Mox in the Sky with Diamonds

sexta-feira, novembro 30, 2007

SER LATINO-AMERICANO É UM DESAFIO







Eu não gostaria de ser venezuelano. Nem boliviano. Nem equatoriano. Porque, de um lado, eu teria pessoas vivendo em condições degradantes, sendo espoliadas pelas elites há 500 anos, sendo roubadas, ignoradas, escravizadas, tratadas como lixo, com plena indiferença. De outro, ditadorzinhos meio perdidos, apoiando-se em modelos caudilhos, falando bobagem e pregando doutrinas com cheiro de mofo.
Eu não gostaria de ter que decidir entre apoiar um líder patético, como Chavez, que tenta se perpetuar no poder, ou estar em uma manifestação ao lado de plutocratas que espoliam a população há alguns séculos e só estão interessados em manter suas riquezas. É optar entre estar ao lado de um ou de outro canalha.
As elites latino-americanas cheiram a podre, talvez esse seja nosso maior problema. Se instalaram para roubar, jamais se preocuparam com a população pobre e agora pagam o preço, que conseguiram evitar durante alguns anos com ditaduras sangrentas.
Nós, do Direito, temos idolatria às formas liberais do Estado. Eu mesmo tenho -- é fato. Mas não podemos também deixar de visualizar a situação de absoluto desespero de certas pessoas que vivem no limiar entre a vida e a morte. Para essas pessoas, não importa se o Governo tem três poderes, se há alternância no poder, ou coisa do gênero -- interessa comer, ter saúde, um lugar digno no mundo. Esses são zoé, não chegaram ao ponto de ser bíos. São os que Dussel [e isso é a única coisa que gosto de Dussel] não conseguem chegar ao diálogo: emitem uma "proto-palavra".
Ser latino-americano é, por isso, ter que olhar para o Norte e observar Estados organizados, discussões entre Habermas e Rawls, e perceber que não atingimos ainda, por um lado, estruturas sociais sólidas a ponto de começarmos esse tipo de discussão. Podemos aprender muita coisa com esses filósofos -- com Rawls, por exemplo, como pagar o funcionalismo público; com Habermas, como tentar uma emancipação sem assistencialismo -- mas ainda falta muito.

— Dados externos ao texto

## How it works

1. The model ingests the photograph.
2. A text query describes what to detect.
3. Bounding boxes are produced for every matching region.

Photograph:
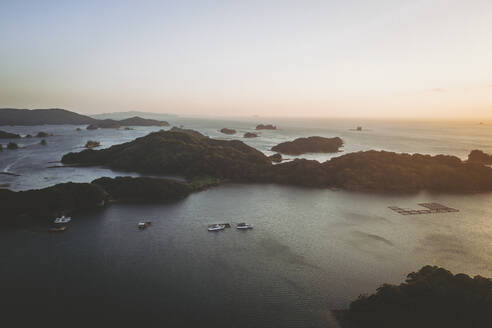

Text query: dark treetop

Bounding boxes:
[468,149,492,165]
[346,266,492,328]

Vejam o caso dos ônibus que Hugo Chavez freta para "seus" manifestantes. Um liberal vê isso como o ato mais escroto que pode existir. Eu talvez gritasse "no a los autobuses", como fazem estudantes na Venezuela. Mas será que esses homini saceres -- essas "vidas nuas" -- teriam outra forma de comparecem à praça pública e gritar por alguém que os tirou da indiferença absoluta?

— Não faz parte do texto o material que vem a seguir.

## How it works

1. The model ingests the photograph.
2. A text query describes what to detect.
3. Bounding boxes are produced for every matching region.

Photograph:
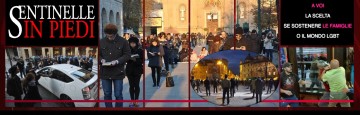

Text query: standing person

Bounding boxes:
[123,33,130,40]
[280,62,305,107]
[159,32,172,73]
[322,59,350,107]
[6,65,23,107]
[23,73,42,107]
[221,74,231,105]
[255,77,264,103]
[224,27,250,50]
[204,77,211,96]
[16,57,26,78]
[100,24,131,107]
[196,79,201,93]
[248,30,260,54]
[147,39,164,88]
[250,78,256,98]
[264,31,274,61]
[190,76,196,90]
[211,35,221,53]
[220,31,228,50]
[266,78,274,94]
[317,58,330,107]
[309,60,322,92]
[199,47,209,59]
[126,37,144,107]
[213,79,218,94]
[230,78,236,97]
[206,32,214,54]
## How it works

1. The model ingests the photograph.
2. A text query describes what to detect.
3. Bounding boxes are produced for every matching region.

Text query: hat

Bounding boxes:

O caminho mais fácil, sem dúvida alguma, é o niilismo político. É simplesmente ignorar a realidade latino-americana, tachando todos os políticos de idiotas, as elites de podres e o povo de irrecuperável ou oprimido. Confortável, não?
Eu, no entanto, simplesmente me recuso a me tornar cínico. Os cínicos são combustível da direita. O conservadorismo se alimenta dos desencantados. Não existe neutralidade; quem está na vida, no tempo, na existência está em permanente decisão, como queriam pensadores como Rosenzweig, Levinas e Sartre. Não posso constatar essa realidade e permanecer de braços cruzados. Omitir já é fazer alguma coisa.

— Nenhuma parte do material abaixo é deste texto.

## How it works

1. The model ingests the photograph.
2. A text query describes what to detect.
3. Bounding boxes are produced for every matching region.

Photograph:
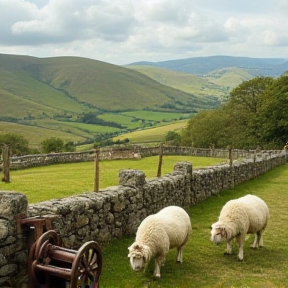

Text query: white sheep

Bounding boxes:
[211,195,269,261]
[128,206,192,278]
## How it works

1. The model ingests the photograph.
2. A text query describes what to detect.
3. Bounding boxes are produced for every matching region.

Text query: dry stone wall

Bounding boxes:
[0,146,270,170]
[0,152,287,287]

Por isso, apesar de infinitas restrições, acredito que o modelo brasileiro é o melhor que vem sendo seguido na América Latina. Embora não chancele em absoluto o Governo Federal do ponto de vista ético, quando se mostra exatamente igual aos que lhe antecederam, o que é uma lástima, uma vergonha, um fato desesperador, do ponto de vista político acredito que Lula fornece o melhor modelo; aliás, o menos pior. É difícil admitir isso [já foi fácil], mas tenho que me posicionar de alguma forma. Ficar esperando Habermas ou Rawls na América Latina não vai me levar a lugar algum. Nós não temos a sociedade minimamente organizada da qual eles partem.
Que um governante de esquerda devesse ir "muito mais longe" que Lula, me parece óbvio. Em todo caso, meu "ir mais longe" é provavelmente muito diferente do que o de 95% dos esquerdistas de base marxista. Talvez, da próxima vez, escreva sobre isso.



Trilha sonora do post: Low, "Violent Past".